Amata von Lenggenwil
Urkunden geben einen konzentrierten Einblick in Lebensumstände einzelner Personen und ihrer Familien und in der vorliegenden Urkunde Amatas sind sie eigentliche Testamente. In der Urkunde steht, dass der verstorbene Gemahl Linko seiner Frau Amata in Lenggenwil ein reiches Erbe hinterlässt. Lenggenwil hiess damals Linkenvuilare, was die Annahme erlaubt, dass Linkos Familie den Weiler gegründet hat. Amata heiratet ein zweites Mal einen Mann namens Winihard. Zu ihrem und ihres verstorbenen Mannes Seelenheil spendet sie ihren Grundbesitz in Lenggenwil den Armen im Hospital im Kloster St. Gallen. Zudem soll aus dem Ertrag der Güter in Lenggenwil am Martinstag ein «Gastmahl in reicher Fülle» für die Brüder und die übrigen Angehörigen der Klostergemeinschaft ausgerichtet werden. Dies in Gedenken an Linko, Amata und Winihard.
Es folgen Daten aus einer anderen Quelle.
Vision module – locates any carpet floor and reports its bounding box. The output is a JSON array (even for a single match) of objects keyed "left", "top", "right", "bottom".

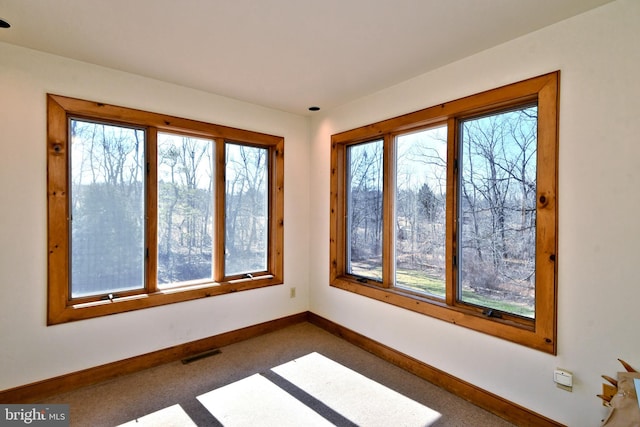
[{"left": 46, "top": 322, "right": 512, "bottom": 427}]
Um Erbstreitigkeiten zu verhindern, regelt Amata in der Urkunde auch die Frage, was mit dem Besitz geschähe, wenn sie vor Winihard stürbe. Dass die Urkunde im Kloster St.Gallen an einem Ort aufbewahrt wurde, der für die Ewigkeit gebaut worden war, bot zudem ein Höchstmass an Schutz vor Verlust – ein Archiv als Banktresor. Diese Privaturkunde legt anschaulich dar, dass vermögende alemannische Frauen Entscheidungsvollmacht über ihren Besitz besassen und ihn selbständig verwalteten.